Director: Jeff Fowler
Starring: Ben Schwartz, James Marsden, Jim Carrey, Tika Sumpter, Natasha Rothwell, Lee Majdoub, Neal McDonough, Adam Pally
Written by: Patrick Casey, Josh Miller, (characters created) Yuji Naka, Naoto Ohshima, Hirokazu Yasuhara and Saga
Running Time: 99 mins
Release date: 14th February 2020
Last year, when the first Sonic The Hedgehog trailer arrived, there was a public outcry that the super-fast blue character from the massively popular Saga game, looked nothing like the Sonic everyone knew and loved. Cue a huge make-over to appease the fans. Now, the all-new Sonic, looking as much like the original creation, has hit the big screen. Will it be this year’s Pokemon Detective Pikachu? Or the new Super Mario Bros? Well…it’s kind of neither. It’s not terrible, but it’s not great either.
Living on Earth after escaping from his home planet, a blue, fast-moving hedgehog called Sonic has been in hiding in a small American town. After accidentally causing a total blackout, Sonic becomes the target for Dr Robotnik, a machine-loving narcissus. Turning for help from the local sheriff, Tom Wachowski, the pair have to head to San Francisco to find a bag of rings that Sonic needs to leave the planet, with Robotnik breathing down their necks.
Those familiar with the game know that Sonic speeds along a series of paths, collecting rings while avoiding obstacles along the way. This is mentioned in a very brief sequence, but this plays out more like a road movie. Sonic is full of smart remarks, and Sheriff Tom plays the straight guy. The pair, on their journey across America, start to form a bond and with Robotnik obviously wanting Sonic for all the wrong reasons, Tom becomes almost a father figure.
Director Jeff Fowler tries desperately to avoid the schmaltz and concentrate on keeping things moving with plenty of slapstick for the younger audiences. Yet there are times when Sonic does come across as annoying, and you feel you’re having a break from his consistent yakking when the film shifts to focus on Robotnik. What also doesn’t help is the plot is so paper thin, coming at you like a low rent ET.
As the voice of Sonic, Ben Schwartz does a decent job and sounds like you’d imagine Sonic’s voice to be. The script, however, has him saying often terrible one-liners that fail to hit the mark. As his straight guy, James Marsden is perfectly amiable as the likeable cop and he brunt of most of Sonic’s jokes. It would be nice to see Marsden given a part like the one in Enchanted, but he plays the likeable everyman well.

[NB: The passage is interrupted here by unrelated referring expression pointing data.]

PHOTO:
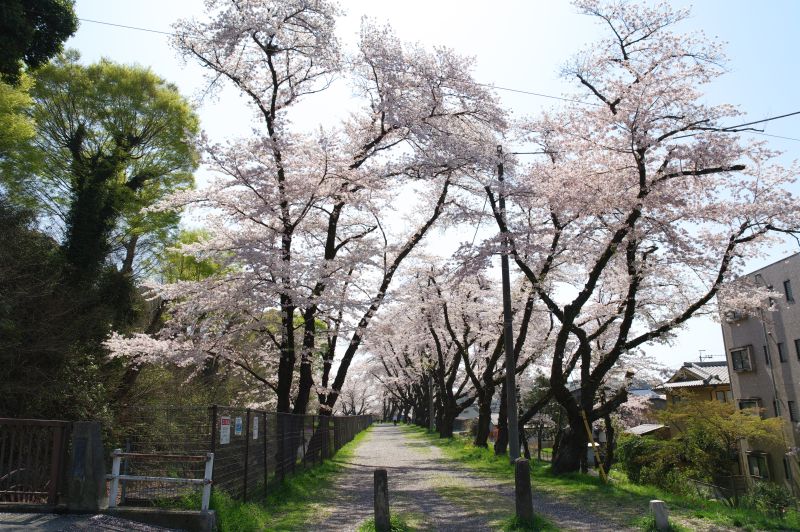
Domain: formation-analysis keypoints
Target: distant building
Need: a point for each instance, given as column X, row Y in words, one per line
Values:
column 763, row 354
column 706, row 380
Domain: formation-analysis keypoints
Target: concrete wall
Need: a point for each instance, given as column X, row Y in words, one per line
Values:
column 775, row 381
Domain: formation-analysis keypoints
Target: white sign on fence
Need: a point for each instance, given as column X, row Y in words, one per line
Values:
column 224, row 430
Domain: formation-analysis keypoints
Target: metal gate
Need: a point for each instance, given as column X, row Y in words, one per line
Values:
column 32, row 453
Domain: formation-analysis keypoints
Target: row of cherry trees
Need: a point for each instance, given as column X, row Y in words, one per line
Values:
column 639, row 208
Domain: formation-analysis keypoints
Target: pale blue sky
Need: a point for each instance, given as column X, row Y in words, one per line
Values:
column 519, row 45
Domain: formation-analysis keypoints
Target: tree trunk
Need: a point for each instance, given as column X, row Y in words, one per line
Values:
column 449, row 413
column 287, row 360
column 571, row 448
column 484, row 417
column 501, row 445
column 609, row 458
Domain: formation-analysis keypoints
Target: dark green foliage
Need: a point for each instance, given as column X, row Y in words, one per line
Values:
column 398, row 523
column 769, row 498
column 49, row 331
column 31, row 32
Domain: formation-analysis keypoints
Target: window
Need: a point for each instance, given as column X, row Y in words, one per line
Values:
column 782, row 352
column 746, row 404
column 740, row 359
column 787, row 290
column 757, row 465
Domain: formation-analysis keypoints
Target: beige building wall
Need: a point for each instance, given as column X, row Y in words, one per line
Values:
column 772, row 340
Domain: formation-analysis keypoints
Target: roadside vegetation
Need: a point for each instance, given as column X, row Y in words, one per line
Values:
column 621, row 500
column 289, row 504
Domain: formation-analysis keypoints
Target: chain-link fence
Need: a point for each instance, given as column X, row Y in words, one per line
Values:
column 251, row 448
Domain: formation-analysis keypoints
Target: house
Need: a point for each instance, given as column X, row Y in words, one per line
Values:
column 763, row 353
column 704, row 380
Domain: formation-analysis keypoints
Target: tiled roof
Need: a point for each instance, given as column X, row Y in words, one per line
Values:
column 691, row 374
column 714, row 370
column 641, row 430
column 683, row 384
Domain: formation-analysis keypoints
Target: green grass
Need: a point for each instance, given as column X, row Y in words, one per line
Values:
column 289, row 504
column 487, row 503
column 538, row 523
column 398, row 522
column 620, row 501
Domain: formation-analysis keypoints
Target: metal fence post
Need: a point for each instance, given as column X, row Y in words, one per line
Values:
column 265, row 456
column 246, row 453
column 214, row 416
column 112, row 493
column 207, row 483
column 55, row 462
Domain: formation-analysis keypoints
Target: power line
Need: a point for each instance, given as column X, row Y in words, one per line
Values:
column 126, row 27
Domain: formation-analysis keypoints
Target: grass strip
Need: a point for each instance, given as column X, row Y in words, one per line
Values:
column 289, row 504
column 620, row 501
column 398, row 522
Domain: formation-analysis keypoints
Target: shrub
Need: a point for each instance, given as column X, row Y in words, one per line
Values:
column 770, row 498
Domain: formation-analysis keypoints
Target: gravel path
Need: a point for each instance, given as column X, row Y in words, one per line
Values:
column 436, row 492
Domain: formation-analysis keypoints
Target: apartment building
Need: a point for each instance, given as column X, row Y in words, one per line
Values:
column 763, row 354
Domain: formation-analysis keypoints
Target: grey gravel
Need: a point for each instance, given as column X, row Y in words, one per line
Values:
column 43, row 522
column 439, row 493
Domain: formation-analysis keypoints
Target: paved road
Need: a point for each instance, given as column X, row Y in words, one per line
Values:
column 435, row 491
column 70, row 523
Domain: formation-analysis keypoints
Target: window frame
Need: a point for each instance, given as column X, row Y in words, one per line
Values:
column 758, row 456
column 748, row 358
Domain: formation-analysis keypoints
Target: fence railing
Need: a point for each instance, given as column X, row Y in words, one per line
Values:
column 32, row 453
column 251, row 448
column 115, row 477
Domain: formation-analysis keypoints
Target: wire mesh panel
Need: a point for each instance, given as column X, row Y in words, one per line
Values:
column 31, row 460
column 251, row 448
column 162, row 435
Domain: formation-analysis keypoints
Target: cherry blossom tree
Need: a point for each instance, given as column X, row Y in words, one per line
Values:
column 306, row 224
column 642, row 206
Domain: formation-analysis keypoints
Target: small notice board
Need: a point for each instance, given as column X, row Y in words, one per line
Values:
column 224, row 430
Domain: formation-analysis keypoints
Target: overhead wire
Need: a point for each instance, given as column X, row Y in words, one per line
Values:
column 509, row 89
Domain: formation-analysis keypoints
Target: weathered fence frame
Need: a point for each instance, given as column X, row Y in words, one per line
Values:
column 115, row 477
column 40, row 447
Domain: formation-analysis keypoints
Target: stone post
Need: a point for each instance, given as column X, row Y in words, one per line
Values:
column 382, row 520
column 659, row 511
column 86, row 479
column 523, row 495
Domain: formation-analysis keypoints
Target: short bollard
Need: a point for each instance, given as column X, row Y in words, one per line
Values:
column 382, row 520
column 659, row 511
column 523, row 495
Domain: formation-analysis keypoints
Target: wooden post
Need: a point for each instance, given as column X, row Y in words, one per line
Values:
column 112, row 493
column 207, row 481
column 382, row 519
column 594, row 447
column 522, row 493
column 659, row 511
column 246, row 454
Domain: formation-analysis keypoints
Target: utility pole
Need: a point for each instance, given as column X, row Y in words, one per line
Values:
column 430, row 401
column 508, row 332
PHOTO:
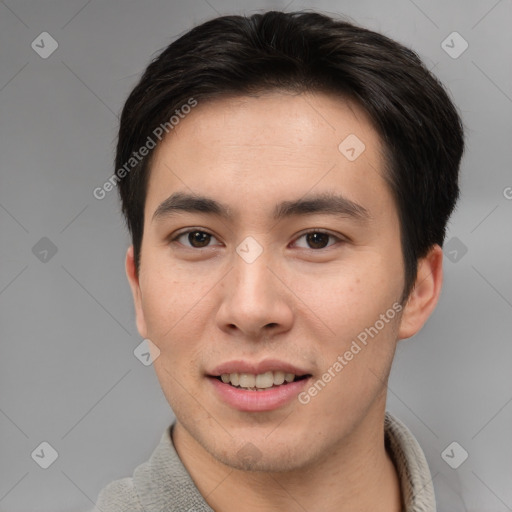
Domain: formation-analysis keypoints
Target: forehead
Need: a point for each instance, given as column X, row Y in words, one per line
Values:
column 250, row 152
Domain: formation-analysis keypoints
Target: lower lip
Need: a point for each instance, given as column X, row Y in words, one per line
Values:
column 255, row 401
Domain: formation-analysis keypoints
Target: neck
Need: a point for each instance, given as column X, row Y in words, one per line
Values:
column 357, row 474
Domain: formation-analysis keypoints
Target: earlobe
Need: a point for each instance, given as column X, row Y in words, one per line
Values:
column 133, row 280
column 425, row 294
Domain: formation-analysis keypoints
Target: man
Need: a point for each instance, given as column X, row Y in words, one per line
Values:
column 286, row 179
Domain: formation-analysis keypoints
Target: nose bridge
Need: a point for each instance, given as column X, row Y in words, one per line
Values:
column 251, row 273
column 252, row 298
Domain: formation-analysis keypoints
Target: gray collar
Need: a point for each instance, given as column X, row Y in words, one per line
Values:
column 163, row 483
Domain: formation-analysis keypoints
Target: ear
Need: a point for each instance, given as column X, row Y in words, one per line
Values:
column 425, row 294
column 133, row 279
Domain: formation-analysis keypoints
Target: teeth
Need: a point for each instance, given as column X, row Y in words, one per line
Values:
column 261, row 381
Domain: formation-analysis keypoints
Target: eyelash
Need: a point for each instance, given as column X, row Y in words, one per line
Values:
column 313, row 230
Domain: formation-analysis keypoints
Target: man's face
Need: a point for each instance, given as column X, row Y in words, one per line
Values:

The winner of this film is the return to form of Jim Carrey. As Robotnik, Carrey has been released from his lease, and we get the type of performance we used to get when he first started. With his typical unique way of delivering a line and his ability for physical comedy, Carrey lights up the screen every time he appears. It’s massively over-the-top, but this is what this film really needs.
Coming out from the screening, I felt I had a good time, thanks to Carrey but without him, Sonic The Hedgehog might have struggled. The CGI is far better than initially planned, but if there is going to be a sequel, which I would expect, the script needs to be a whole lot better.